Description
This Easy Pumpkin Bread recipe is a moist and flavorful quick bread, perfect for fall or anytime you crave a subtly spiced treat. Made with simple pantry ingredients including pumpkin puree, warm spices, and a perfect balance of sugars, this bread is delightful for breakfast, snacks, or dessert.
Ingredients
Scale
Wet Ingredients
- 1 cup pumpkin puree
- 1/2 cup vegetable oil
- 2 large eggs
- 1 teaspoon vanilla extract
- 1/4 cup milk
Dry Ingredients
- 1 3/4 cups all-purpose flour
- 3/4 cup granulated sugar
- 1/2 cup brown sugar
- 1 teaspoon baking soda
- 1/2 teaspoon salt
- 2 teaspoons ground cinnamon
- 1/2 teaspoon ground nutmeg
- 1/4 teaspoon ground cloves
Instructions
- Preheat and prepare pan: Preheat your oven to 350°F (175°C). Grease a 9×5-inch loaf pan or line it with parchment paper for easy removal after baking.
- Mix wet ingredients: In a large mixing bowl, whisk together the pumpkin puree, vegetable oil, granulated sugar, brown sugar, eggs, vanilla extract, and milk until the mixture is smooth and well combined.
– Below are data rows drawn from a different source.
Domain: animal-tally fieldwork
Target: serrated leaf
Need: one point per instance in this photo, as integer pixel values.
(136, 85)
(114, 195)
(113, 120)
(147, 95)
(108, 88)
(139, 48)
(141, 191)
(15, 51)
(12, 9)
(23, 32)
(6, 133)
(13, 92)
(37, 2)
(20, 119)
- Combine dry ingredients: Sift together the all-purpose flour, baking soda, salt, ground cinnamon, ground nutmeg, and ground cloves to ensure even distribution of the spices and leavening agents.
- Incorporate dry ingredients: Add the sifted dry ingredients to the wet ingredients. Stir gently until just combined, being careful to avoid overmixing; the batter should have no visible dry streaks but remain slightly lumpy.
- Fill the loaf pan: Pour the batter into the prepared loaf pan. Use a spatula to smooth the top evenly for uniform baking.
- Bake: Place the loaf pan in the preheated oven and bake for 55 to 60 minutes, or until a toothpick inserted into the center of the bread comes out clean, indicating it is fully cooked.
- Cool and serve: Allow the pumpkin bread to cool in the pan for 10 minutes to set. Then transfer the bread to a wire rack to cool completely before slicing and serving.
Notes
- Use canned pumpkin puree or homemade pumpkin puree for best results.
- Check doneness early at 50 minutes if your oven runs hot to avoid overbaking.
- Store leftovers wrapped tightly at room temperature for up to 3 days or refrigerate for up to a week.
- For added texture, consider folding in 1/2 cup chopped nuts or chocolate chips into the batter before baking.